The first that I met was the Chief Temple Guardian. I devoted myself to getting to know him, without relying on the superiority that we naturally have over them through our enlightenment, our sciences, and our arts. I was charmed to behold a man who, better than any other, could give me the instruction I wished for about their religion, their temple, which I saw from the first days of my arrival, and the eternal fire that was maintained there. What also gave me great pleasure was that he knew the common language; I had through this means much greater capacity. I offered him much friendship and with him I behaved in a way that was so well mannered, so frank, and so liberal, conforming altogether into their manners of civility, that I was fully assured of his trust. I made myself a true friend, and as I found in him all of the candor, spirit, and prudence that I could  have wanted, I sincerely accorded him my friendship. It was through his own enterprise that I came to know the Great Sun, or Sovereign of the Nation, and his brother the Tattooed Serpent who was the chief warrior. This way, in little time, I attracted great attention among the Natchez. I easily learned the language of the people and I did not delay to learn a little of that of the Nobles, which I learned through the frequency with which I encountered certain ones and through putting what I already knew into use.
I will refrain from giving here a dictionary of the Natchez language. This would be a very useless thing, since this nation, or, better said, the few who have remained, have mixed into the Chickasaw tribe, among whom they later took refuge. As for the trade jargon [Mobilian], it is better learned through practice than through the learning of rules. In any case, this language is not so necessary now as during the time in which I lived in this area, for we are no longer such close neighbors nor such close relations to the Naturals.

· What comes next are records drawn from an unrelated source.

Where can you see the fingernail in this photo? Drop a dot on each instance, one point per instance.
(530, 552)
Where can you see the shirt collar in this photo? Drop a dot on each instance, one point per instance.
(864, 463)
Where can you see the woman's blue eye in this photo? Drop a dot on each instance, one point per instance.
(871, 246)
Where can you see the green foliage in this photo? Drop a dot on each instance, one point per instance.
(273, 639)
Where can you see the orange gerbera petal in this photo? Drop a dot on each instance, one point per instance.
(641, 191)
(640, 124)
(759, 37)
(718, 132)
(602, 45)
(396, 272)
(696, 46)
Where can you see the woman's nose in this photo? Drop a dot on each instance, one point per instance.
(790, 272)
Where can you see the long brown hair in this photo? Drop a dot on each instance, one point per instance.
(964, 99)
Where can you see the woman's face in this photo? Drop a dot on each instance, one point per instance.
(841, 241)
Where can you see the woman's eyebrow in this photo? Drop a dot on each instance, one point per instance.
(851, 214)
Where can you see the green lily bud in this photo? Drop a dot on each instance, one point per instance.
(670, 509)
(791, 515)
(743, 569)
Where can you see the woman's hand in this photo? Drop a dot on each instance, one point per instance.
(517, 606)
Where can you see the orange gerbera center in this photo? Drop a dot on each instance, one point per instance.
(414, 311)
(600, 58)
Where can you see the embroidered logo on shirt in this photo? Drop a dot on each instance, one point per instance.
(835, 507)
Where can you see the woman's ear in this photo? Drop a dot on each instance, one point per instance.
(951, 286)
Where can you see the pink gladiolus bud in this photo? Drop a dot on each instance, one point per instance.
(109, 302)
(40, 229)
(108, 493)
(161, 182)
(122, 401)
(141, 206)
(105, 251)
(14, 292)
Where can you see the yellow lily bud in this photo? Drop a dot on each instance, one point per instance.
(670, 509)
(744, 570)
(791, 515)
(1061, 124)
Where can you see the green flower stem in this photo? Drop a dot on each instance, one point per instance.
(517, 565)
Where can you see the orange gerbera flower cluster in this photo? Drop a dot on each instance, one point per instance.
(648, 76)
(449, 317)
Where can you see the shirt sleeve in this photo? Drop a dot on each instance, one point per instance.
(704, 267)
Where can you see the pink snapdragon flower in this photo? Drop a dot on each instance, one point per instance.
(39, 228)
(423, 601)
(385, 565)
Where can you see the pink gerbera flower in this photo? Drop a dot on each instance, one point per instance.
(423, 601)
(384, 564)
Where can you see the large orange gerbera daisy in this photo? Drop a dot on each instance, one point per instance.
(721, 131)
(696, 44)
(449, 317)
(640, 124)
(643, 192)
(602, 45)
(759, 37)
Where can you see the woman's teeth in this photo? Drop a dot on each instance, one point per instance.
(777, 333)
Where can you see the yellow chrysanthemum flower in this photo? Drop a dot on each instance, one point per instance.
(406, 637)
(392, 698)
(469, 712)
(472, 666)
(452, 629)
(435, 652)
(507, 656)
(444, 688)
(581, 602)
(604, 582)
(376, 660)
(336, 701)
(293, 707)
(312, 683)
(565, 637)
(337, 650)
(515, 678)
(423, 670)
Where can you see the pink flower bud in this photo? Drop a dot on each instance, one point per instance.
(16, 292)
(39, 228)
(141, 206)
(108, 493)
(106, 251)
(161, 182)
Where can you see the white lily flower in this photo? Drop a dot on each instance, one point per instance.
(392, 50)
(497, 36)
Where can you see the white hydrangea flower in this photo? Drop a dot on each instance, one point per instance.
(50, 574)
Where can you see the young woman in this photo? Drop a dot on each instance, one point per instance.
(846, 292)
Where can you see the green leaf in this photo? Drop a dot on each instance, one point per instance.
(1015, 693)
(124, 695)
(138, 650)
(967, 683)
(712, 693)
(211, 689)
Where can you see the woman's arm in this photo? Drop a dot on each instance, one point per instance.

Therefore, I will say only that the language of the Natchez is easily pronounced and expressive in its terms; they often speak figuratively like the Orientals . The Natchez in particular do this more than the other peoples of Louisiana. They have two languages, that of the Nobles and that of the people; both are very rich. I will give two or three examples of these two languages. The thing signified is the same in both languages although the words of each havent any resemblance to each other. When I address a man of the people, I say to him, aquenan, which means "listen;" if, on the contrary, I want to speak to a Sun or a noble, I say to him magani, "listen." And if a man of the people has arrived at my place I would say tachté-cabanacté meaning "there you are" or "Im pleased to see you", which is like our greeting. To a Sun, I say the same thing by the word apapegouya-iche. Then, according to their custom, I say to a man of the people, petchi, meaning "sit down", but if its a Sun, I say to him caham, which also signifies "sit down". These words must suffice to show the difference between the two languages since these language differences exist only to distinguish the Suns and Nobles from the common people.
Women speak the same language  as the men, but they use softening affectations in their way of pronouncing, unlike the men who speak more seriously. This pronunciation is so affected that even the women make fun of those who speak as they do. This is a fault that the French dont pick up except through greater exposure to women than to men. I didnt learn this difference except in spending time with the nobles, who pointed it out to me. The Great Sun even said one day at the last meeting we had: "Learn, then, to speak to the men; you speak the same language as the women". From this strong comment I set myself to understand what he could have been saying and to hear it for myself. From then on I no longer thought of anything but composing questions to the Temple Guardian about their religion, their habits, their origin, and on all subjects that piqued my curiosity.